Estejamos atentos e vigilantes, sempre!


25 de maio de 2023


[1] LEIRNER, Piero. O Brasil no Espectro de uma Guerra Híbrida: Militares, Operações Psicológicas e Política em uma Perspectiva Etnográfica. São Paulo: Alameda Editorial, 2020.

[2]DEBORD, Guy. A sociedade do espetáculo. Rio de Janeiro: Contraponto, 1997.

[3]BERNARDO, João. Labirintos do fascismo (cinco volumes). São Paulo: Hedra, 2022.

[4]GORTE-DALMORO, D. “O Fascismo se enfia pelas frestas”. Jornal GGN, 03 de junho de 2017. https://bit.ly/3OeItUo

[5]Com isto não nego a existência da depressão ou outras doenças psiquiátricas, mas o quanto são tratados como casos clínicos necessário de intervenção farmacológica casos que definitivamente não o são, e poderiam ser resolvidos de modo mais efetivo e menos custoso de outras formas, com outras técnicas.

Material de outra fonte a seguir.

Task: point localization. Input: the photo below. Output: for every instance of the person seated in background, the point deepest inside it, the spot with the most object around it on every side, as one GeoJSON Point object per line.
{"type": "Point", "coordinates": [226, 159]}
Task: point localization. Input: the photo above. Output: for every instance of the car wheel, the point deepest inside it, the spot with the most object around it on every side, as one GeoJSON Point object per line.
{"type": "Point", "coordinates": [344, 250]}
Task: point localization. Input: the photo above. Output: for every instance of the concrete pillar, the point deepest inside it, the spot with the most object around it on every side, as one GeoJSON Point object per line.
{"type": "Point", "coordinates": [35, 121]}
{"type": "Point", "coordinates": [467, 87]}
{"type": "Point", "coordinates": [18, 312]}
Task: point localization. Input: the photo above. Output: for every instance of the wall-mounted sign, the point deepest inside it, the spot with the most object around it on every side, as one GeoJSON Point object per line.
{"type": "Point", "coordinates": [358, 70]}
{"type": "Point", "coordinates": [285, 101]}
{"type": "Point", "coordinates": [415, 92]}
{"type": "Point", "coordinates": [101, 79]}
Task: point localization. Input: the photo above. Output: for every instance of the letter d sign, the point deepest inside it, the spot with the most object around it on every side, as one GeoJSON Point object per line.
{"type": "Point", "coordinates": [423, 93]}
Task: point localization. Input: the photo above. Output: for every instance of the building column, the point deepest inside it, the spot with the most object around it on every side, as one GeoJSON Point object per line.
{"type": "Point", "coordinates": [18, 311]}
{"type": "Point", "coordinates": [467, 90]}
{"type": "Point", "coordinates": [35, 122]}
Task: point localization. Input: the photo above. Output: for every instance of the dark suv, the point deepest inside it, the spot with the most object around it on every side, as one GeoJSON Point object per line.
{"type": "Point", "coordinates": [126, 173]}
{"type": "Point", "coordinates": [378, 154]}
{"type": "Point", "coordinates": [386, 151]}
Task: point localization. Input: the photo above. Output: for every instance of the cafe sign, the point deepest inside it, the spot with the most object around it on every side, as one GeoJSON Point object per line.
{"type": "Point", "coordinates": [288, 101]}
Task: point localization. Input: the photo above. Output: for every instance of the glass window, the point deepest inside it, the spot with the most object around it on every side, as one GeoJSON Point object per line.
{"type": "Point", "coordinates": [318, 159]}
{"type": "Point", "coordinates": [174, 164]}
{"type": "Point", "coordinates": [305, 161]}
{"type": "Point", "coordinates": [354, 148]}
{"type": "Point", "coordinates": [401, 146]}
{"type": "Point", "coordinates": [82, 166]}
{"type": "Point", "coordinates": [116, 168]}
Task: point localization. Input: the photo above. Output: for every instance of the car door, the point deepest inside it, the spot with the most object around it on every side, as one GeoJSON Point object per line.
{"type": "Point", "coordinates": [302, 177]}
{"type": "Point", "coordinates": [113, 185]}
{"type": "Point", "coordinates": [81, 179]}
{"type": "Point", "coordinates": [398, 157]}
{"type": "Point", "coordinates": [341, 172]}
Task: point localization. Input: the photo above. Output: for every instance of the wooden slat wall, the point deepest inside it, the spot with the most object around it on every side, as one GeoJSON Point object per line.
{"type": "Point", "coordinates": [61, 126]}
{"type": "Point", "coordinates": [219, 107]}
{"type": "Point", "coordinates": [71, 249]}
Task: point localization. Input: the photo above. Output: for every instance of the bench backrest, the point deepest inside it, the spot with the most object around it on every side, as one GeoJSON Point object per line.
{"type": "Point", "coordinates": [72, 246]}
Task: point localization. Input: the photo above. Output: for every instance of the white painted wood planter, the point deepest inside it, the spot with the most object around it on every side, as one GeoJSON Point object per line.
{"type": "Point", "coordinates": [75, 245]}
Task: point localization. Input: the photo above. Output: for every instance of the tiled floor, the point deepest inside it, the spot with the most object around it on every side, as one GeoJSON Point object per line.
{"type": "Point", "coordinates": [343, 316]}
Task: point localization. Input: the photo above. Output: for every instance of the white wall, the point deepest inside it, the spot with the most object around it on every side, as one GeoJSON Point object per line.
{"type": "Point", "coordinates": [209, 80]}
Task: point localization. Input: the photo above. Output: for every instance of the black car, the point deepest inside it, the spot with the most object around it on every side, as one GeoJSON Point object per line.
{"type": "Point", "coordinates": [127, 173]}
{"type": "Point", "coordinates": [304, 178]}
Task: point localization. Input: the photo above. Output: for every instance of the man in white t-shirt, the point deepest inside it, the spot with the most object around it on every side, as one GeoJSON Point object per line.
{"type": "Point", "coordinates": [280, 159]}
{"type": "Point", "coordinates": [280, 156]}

[6]Confesso que senti falta do Foro de São Paulo no artigo.

[7]“215.000 franceses protestam contra a vacinação obrigatória e o certificado covid-19 pela quinta semana seguida”. El País, 14 de agosto de 2021. https://bit.ly/434myUk

[8]"Vacinas e Covid, as origens de uma desconfiança", grifo meu.

[9]“Bolsonaro se embaralha ao defender uso da hidroxicloroquina contra covid-19”. Poder 360, 16 de julho de 2020. https://bit.ly/3WdLp5F

[10]"Vacinas e Covid, as origens de uma desconfiança


PS: Texto escrito para a pedido da revista (após um e-mail mais sucinto), mas que não foi publicado.